Paid services such as “Developer Jobs” however, can be much improved IMHO, specially in some countries in Europe (I live in France) where no many companies are using it.
Good luck to the new CEO.
I really hope StackOverflow Meta would eventually regain its voice. There have been a ton of unanimous agreements reached on Meta that were never implemented. This issue has been discussed over and over again. Basically, Meta is just one big closed-door community of S/O users (emphasis on closed-door because no change ever happens). If the main StackOverflow company has 100% control, what’s the whole point of meta? It’s basically just one big chatroom. I’m looking forward to seeing a change in this.
..and by the way, congratulations!
Here’s a meta post that supports my claim: https://meta.stackoverflow.com/q/387651/5670752
I’ve started to associate on the spot
https://en.wikipedia.org/wiki/Chandrasekhar_limit
🙂
Good luck, Mr. Chandrasekhar!
Welcome Prashanth!
Let us know if there is anything we can do to help out.
Why is there not a single photo of the guy?
Photo is on the blog front page.
> We want to make Stack Overflow more diverse, inclusive, and welcoming. And we want to make it possible for knowledge workers everywhere to use Stack Overflow to get answers to the proprietary questions that are specific to their organizations and teams.
It would be good if by omission the regular, loyal people who generate the value of the site by balancing being welcoming and inclusive with maintaining a high quality site were mentioned here.
As someone once said:
> You have to figure out who your best customers are—the locals who come on weekday nights when the restaurant is relatively quiet—and give them tables quickly on Friday night, even if the out-of-towners have to wait a little longer.
Maybe it’s time to start acknowledging the locals. Particularly when they’re the ones also volunteering to cook the food and wait the tables.
Welcome to new CEO 🙂
Great decision by Spolsky to hire a new Captain (or assistant captain, if you prefer) on a sinking ship. Now they have a new scapegoat to blame when the ship eventually hits the ocean floor.
Did Mr. Chandrasekhar apply for the role on “StackOverflow Jobs”? Does he have a SE profile? Or should I rather say, does he have a Twitter account?
Why was Mr.
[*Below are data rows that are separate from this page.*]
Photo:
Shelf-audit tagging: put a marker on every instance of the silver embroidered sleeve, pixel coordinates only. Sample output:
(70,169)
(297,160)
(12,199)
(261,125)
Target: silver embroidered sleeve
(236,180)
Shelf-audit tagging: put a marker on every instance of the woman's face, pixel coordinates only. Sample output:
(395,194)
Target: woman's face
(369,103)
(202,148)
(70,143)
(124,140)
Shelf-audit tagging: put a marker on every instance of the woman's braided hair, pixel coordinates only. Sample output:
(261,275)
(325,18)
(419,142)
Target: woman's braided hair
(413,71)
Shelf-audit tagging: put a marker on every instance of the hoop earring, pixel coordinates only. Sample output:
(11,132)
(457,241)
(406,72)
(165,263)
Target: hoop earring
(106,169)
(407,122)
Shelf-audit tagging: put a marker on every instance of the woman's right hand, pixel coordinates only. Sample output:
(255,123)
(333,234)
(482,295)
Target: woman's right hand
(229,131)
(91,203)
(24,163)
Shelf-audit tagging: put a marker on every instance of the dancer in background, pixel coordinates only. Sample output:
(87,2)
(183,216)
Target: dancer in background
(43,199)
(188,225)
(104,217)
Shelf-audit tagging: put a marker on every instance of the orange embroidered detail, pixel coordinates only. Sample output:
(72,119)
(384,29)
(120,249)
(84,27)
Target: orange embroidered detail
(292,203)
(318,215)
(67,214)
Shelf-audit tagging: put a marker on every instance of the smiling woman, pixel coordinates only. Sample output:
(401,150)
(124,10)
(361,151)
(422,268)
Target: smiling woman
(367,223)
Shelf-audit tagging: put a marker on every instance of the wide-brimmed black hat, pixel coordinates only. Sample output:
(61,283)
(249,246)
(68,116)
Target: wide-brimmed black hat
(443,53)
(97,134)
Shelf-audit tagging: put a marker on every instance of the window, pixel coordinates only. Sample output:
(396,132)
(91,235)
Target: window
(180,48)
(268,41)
Spolsky looking for a new CEO on his *personal* blog, as against posting it on StackOverflow Jobs? Does he believe that his personal blog is a better job board than StackOverflow Jobs? What does it say about the product when the Chairman and (former) CEO hesitates to use it, even though he realistically could?
So Prashanth is going to be CEO of Stack Overflow only, or CEO of Stack Exchange?
How much of the trouble with a Code of Conduct, firing moderators without due process and the resignations, is down to the stated goals (diversity, inclusiveness, and welcomingness), down to Prashanth’s guidance, both?
Is this a CEO of the Exchange or Overflow operation, or both?
Has the new CEO programmed live projects? If so a few details would be appreciated.
Yes, Giskard Reventlov! That is EXACTLY what I wondered, specifically:
>Has the new CEO programmed live projects? If so a few details would be appreciated.
It appears as though StackOverflow has selected a management consultant / investment banker with a computer science undergrad degree as the new CEO. Why not tell us his year of graduation? Where and when did he work as a software engineer and what did he do? Nothing wrong with having an MBA, especially from Harvard. That’s impressive! Joel emphasized Stack Overflow’s emphasis on “becoming a hyper-growth company” and closing “many huge deals”. Providing relevant biographical details for a new CEO is standard practice for enterprise software companies.
As a new CEO takes the reins of Stack Overflow, I hope the community gives him space and time to understand the business and the community that drives it.